Marginal gains in the payment journey

Ian Burgess

Chief Technology Officer

01 Feb 2021


Many people will remember exactly where they were when Sir Chris Hoy won a record sixth gold medal in the 2012 Olympics in London’s velodrome. It was the culmination of years of effort from Sir Chris.

Yet at the same games, Team GB won an incredible 12 medals, eight of them gold, including victories for Victoria Pendleton, Laura Trott, Bradley Wiggins and Jason Kenny.

Many put Team GB’s success down to something called marginal gains, a system introduced by cycling coach Dave Brailsford where everything that can contribute to victory is analysed in small steps and incremental improvements made.

We like to think we are improving our customers’ experience when they make a top-up payment in the same way, making incremental improvements that lead to a winning outcome.

We have done a lot of work with payments over the last year. We have taken something that was a very disconnected user experience in terms of topping up and made the experience much smoother.

For some people, the reason they have shied away from paying for things online is concerns around fraud and credit card details being stolen but we can stay ahead of the criminals by using smart technology.
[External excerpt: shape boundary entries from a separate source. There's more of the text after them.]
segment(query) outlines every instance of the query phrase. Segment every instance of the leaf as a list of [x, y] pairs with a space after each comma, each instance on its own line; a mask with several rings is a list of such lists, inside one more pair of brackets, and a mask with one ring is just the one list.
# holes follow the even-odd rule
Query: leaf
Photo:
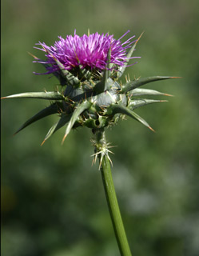
[[173, 96], [171, 94], [164, 94], [160, 91], [150, 89], [142, 89], [142, 88], [136, 88], [130, 91], [129, 91], [129, 97], [134, 96], [142, 96], [142, 95], [164, 95], [164, 96]]
[[63, 94], [60, 94], [58, 91], [49, 91], [49, 92], [30, 92], [22, 93], [18, 94], [13, 94], [10, 96], [2, 97], [2, 98], [42, 98], [42, 99], [51, 99], [51, 100], [64, 100], [65, 97]]
[[49, 106], [48, 107], [43, 109], [42, 111], [38, 112], [38, 114], [36, 114], [34, 116], [33, 116], [31, 118], [30, 118], [29, 120], [27, 120], [16, 132], [14, 134], [18, 134], [19, 131], [21, 131], [22, 130], [23, 130], [24, 128], [27, 127], [28, 126], [30, 126], [30, 124], [32, 124], [33, 122], [42, 119], [43, 118], [47, 117], [48, 115], [53, 114], [56, 114], [58, 113], [60, 110], [60, 106], [58, 106], [58, 103], [54, 103], [50, 106]]
[[135, 112], [130, 110], [129, 108], [127, 108], [122, 105], [112, 104], [109, 107], [108, 111], [109, 110], [111, 110], [113, 114], [126, 114], [126, 115], [129, 116], [130, 118], [133, 118], [133, 119], [140, 122], [141, 123], [142, 123], [144, 126], [145, 126], [146, 127], [148, 127], [151, 130], [154, 131], [154, 130], [153, 128], [151, 128], [151, 126], [148, 124], [148, 122], [145, 120], [144, 120], [141, 117], [140, 117]]
[[140, 79], [135, 79], [133, 81], [129, 81], [126, 82], [125, 85], [121, 86], [121, 93], [127, 93], [129, 90], [132, 90], [135, 88], [137, 88], [141, 86], [143, 86], [146, 83], [159, 81], [159, 80], [165, 80], [170, 78], [179, 78], [178, 77], [161, 77], [161, 76], [154, 76], [154, 77], [148, 77]]
[[128, 107], [130, 108], [131, 110], [137, 109], [138, 107], [151, 104], [151, 103], [156, 103], [156, 102], [165, 102], [167, 101], [164, 100], [154, 100], [154, 99], [148, 99], [148, 98], [141, 98], [141, 99], [134, 99], [130, 100], [129, 103], [128, 105]]
[[109, 89], [110, 55], [111, 55], [111, 49], [109, 49], [109, 52], [108, 52], [106, 68], [104, 70], [104, 74], [103, 74], [103, 77], [101, 78], [101, 81], [100, 81], [98, 83], [97, 83], [97, 85], [94, 88], [94, 90], [97, 94], [101, 94], [102, 92], [104, 92]]
[[138, 41], [140, 40], [141, 37], [142, 36], [143, 33], [141, 33], [141, 34], [139, 36], [138, 39], [135, 42], [135, 43], [133, 44], [133, 46], [130, 48], [130, 50], [128, 52], [128, 54], [126, 55], [127, 58], [127, 61], [125, 62], [125, 65], [123, 66], [120, 66], [118, 68], [118, 72], [117, 72], [117, 78], [119, 78], [123, 73], [125, 72], [125, 70], [130, 60], [130, 58], [135, 50], [135, 46], [137, 45], [137, 43], [138, 42]]
[[80, 105], [77, 106], [75, 110], [73, 113], [73, 115], [69, 122], [69, 124], [67, 126], [67, 128], [66, 130], [66, 133], [64, 135], [64, 138], [62, 139], [62, 143], [64, 142], [64, 140], [66, 139], [66, 136], [70, 132], [70, 130], [73, 128], [74, 124], [75, 123], [76, 120], [78, 119], [78, 116], [86, 110], [89, 109], [91, 106], [91, 102], [85, 101], [82, 102]]
[[58, 130], [62, 128], [63, 126], [65, 126], [67, 122], [69, 122], [72, 114], [66, 115], [65, 113], [63, 113], [59, 119], [58, 122], [57, 122], [50, 129], [47, 134], [46, 135], [42, 143], [41, 146], [44, 144], [44, 142], [51, 136], [53, 135]]
[[54, 56], [52, 57], [60, 68], [64, 78], [70, 86], [77, 86], [80, 83], [80, 81], [77, 77], [74, 76], [69, 70], [66, 70], [64, 66]]

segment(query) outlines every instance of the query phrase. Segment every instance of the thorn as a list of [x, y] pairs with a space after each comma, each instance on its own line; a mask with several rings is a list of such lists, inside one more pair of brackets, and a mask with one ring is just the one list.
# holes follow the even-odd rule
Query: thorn
[[62, 145], [64, 144], [64, 141], [65, 141], [66, 136], [67, 136], [67, 134], [65, 134], [65, 135], [64, 135], [64, 138], [62, 138]]
[[143, 31], [141, 35], [139, 36], [139, 38], [136, 40], [135, 45], [137, 45], [137, 43], [138, 42], [138, 41], [140, 40], [140, 38], [141, 38], [142, 34], [144, 34], [145, 31]]
[[169, 94], [164, 94], [165, 96], [169, 96], [169, 97], [174, 97], [174, 95]]
[[42, 142], [42, 144], [40, 145], [41, 146], [43, 146], [44, 142], [46, 142], [46, 139], [44, 139]]
[[183, 78], [182, 77], [170, 77], [170, 78]]
[[153, 131], [153, 133], [156, 132], [151, 126], [149, 126], [149, 128], [152, 131]]
[[38, 57], [36, 57], [35, 55], [30, 54], [29, 51], [27, 51], [27, 53], [29, 54], [29, 55], [32, 56], [34, 58], [39, 59]]

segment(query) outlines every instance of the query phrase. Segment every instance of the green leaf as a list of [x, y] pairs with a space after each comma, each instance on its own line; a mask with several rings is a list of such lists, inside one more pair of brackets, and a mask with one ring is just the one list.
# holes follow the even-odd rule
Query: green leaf
[[110, 55], [111, 55], [111, 49], [109, 49], [108, 52], [106, 68], [104, 70], [101, 81], [97, 83], [97, 85], [94, 88], [94, 90], [97, 94], [101, 94], [102, 92], [107, 90], [109, 87], [109, 77]]
[[137, 99], [134, 99], [134, 100], [130, 100], [129, 104], [128, 104], [128, 107], [133, 110], [134, 109], [137, 109], [138, 107], [148, 105], [148, 104], [151, 104], [151, 103], [156, 103], [156, 102], [165, 102], [167, 101], [164, 101], [164, 100], [154, 100], [154, 99], [148, 99], [148, 98], [137, 98]]
[[80, 83], [79, 79], [77, 77], [74, 76], [69, 70], [66, 70], [64, 66], [56, 58], [54, 58], [54, 59], [60, 68], [64, 78], [70, 86], [74, 86]]
[[173, 96], [171, 94], [164, 94], [160, 91], [150, 89], [142, 89], [142, 88], [136, 88], [130, 91], [129, 91], [129, 97], [134, 96], [142, 96], [142, 95], [164, 95], [164, 96]]
[[60, 110], [60, 106], [58, 103], [54, 103], [48, 107], [43, 109], [42, 111], [36, 114], [31, 118], [27, 120], [17, 131], [14, 134], [18, 134], [19, 131], [23, 130], [24, 128], [27, 127], [28, 126], [31, 125], [33, 122], [42, 119], [43, 118], [47, 117], [48, 115], [58, 113]]
[[154, 76], [154, 77], [149, 77], [149, 78], [144, 78], [140, 79], [135, 79], [133, 81], [129, 81], [121, 86], [121, 94], [127, 93], [129, 90], [132, 90], [135, 88], [137, 88], [141, 86], [143, 86], [151, 82], [165, 80], [165, 79], [170, 79], [170, 78], [179, 78]]
[[[143, 34], [143, 33], [142, 33]], [[135, 42], [135, 43], [133, 44], [133, 46], [130, 48], [130, 50], [128, 52], [128, 54], [126, 55], [127, 58], [127, 61], [125, 62], [125, 65], [123, 66], [120, 66], [118, 69], [118, 72], [117, 72], [117, 78], [119, 78], [123, 73], [125, 72], [125, 70], [130, 60], [130, 57], [132, 56], [134, 50], [135, 50], [135, 46], [137, 45], [137, 43], [138, 42], [139, 39], [141, 38], [142, 34], [139, 36], [138, 39]]]
[[58, 130], [62, 128], [63, 126], [65, 126], [67, 122], [69, 122], [72, 114], [66, 114], [63, 113], [59, 119], [58, 122], [57, 122], [50, 129], [47, 134], [46, 135], [42, 143], [41, 146], [43, 145], [43, 143], [51, 136], [53, 135]]
[[60, 94], [58, 91], [45, 91], [45, 92], [30, 92], [22, 93], [18, 94], [13, 94], [6, 97], [2, 97], [2, 98], [42, 98], [42, 99], [51, 99], [51, 100], [64, 100], [65, 97], [63, 94]]
[[73, 115], [69, 122], [69, 124], [67, 126], [67, 128], [66, 130], [66, 133], [64, 135], [64, 138], [62, 139], [62, 143], [66, 138], [66, 136], [69, 134], [70, 132], [70, 130], [73, 128], [74, 124], [75, 123], [76, 120], [78, 119], [78, 116], [86, 110], [88, 110], [91, 106], [91, 102], [85, 101], [77, 106], [75, 110], [73, 113]]
[[133, 118], [133, 119], [140, 122], [142, 123], [144, 126], [150, 129], [151, 130], [154, 131], [153, 128], [148, 124], [148, 122], [144, 120], [141, 117], [140, 117], [135, 112], [132, 111], [129, 108], [119, 105], [119, 104], [112, 104], [109, 108], [107, 108], [108, 112], [111, 112], [112, 114], [123, 114], [129, 116], [130, 118]]

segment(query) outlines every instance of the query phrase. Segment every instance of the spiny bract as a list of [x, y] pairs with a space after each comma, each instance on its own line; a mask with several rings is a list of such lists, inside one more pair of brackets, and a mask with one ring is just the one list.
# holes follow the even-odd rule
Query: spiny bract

Using tokenisation to keep payments secure

We use a system called tokenisation to hide a customer’s credit card number when they make a top-up.

When you use your card to make a top-up in the My Utilita app, we ask our payment provider Visa to send us a unique numeric code – known as a token. When that code has been generated it is permanently linked to the device you use to make a payment.

This means that whenever you make a top-up, your card number is replaced by the token during the payment process to prevent the number being intercepted by anyone with criminal intentions.

Using tokenisation increases the security of your payments but also allows us to do other things like saving your card details.

After we launched the new version of our app, we received feedback from our customers who said they didn't want to key in the card number every time they topped up.

Some of our customers sometimes top up daily and, as you can imagine, there was the friction in having to type in your card number all the time. Tokenisation helps us do this in a secure way.

Another of the marginal gains we introduced was changing the level of our minimum top-up from ten pounds to two pounds per fuel. If our customers get towards the end of the month and money is running short, they can still top-up.

We have also learned from best practice with other online retailers and have introduced online shopping baskets so customers can put a gas top-up and an electricity top-up and put them in the same basket and pay for them in a single transaction.

It's one transaction for the customer and it's one transaction for us with the payment provider. It's cheaper and it's more efficient.

Making the customer experience slicker

By improving the payment process, we have also made it easier for our customers to get instant refunds.

We wanted to improve how we refund our customers in the event that a customer changes their mind or if a top-up does not work. The last thing a customer wants is to do is wait five days to see that money back in their bank.

Automatic top-ups are also important to ensure customers don't go off-supply. They can be safe in the knowledge that when they either hit a particular day of the month or their meters drop to a certain level of credit, then we can automatically top them up.

The payments industry is also working on extending tokenisation to make the payment experience even better.

When you save your card details to your device, but your card subsequently expires then the top-up will fail. A new process called network tokenisation will allow those cards to be updated automatically that will make for a nicer experience for Utilita’s customers.

The last thing you want when you have gone off supply is to realise that your card has expired.

These are all relatively small things but each and every one of these incremental improvements helps to provide a nicer experience, reducing friction, and prove that we're constantly trying to make our customers feel like winners.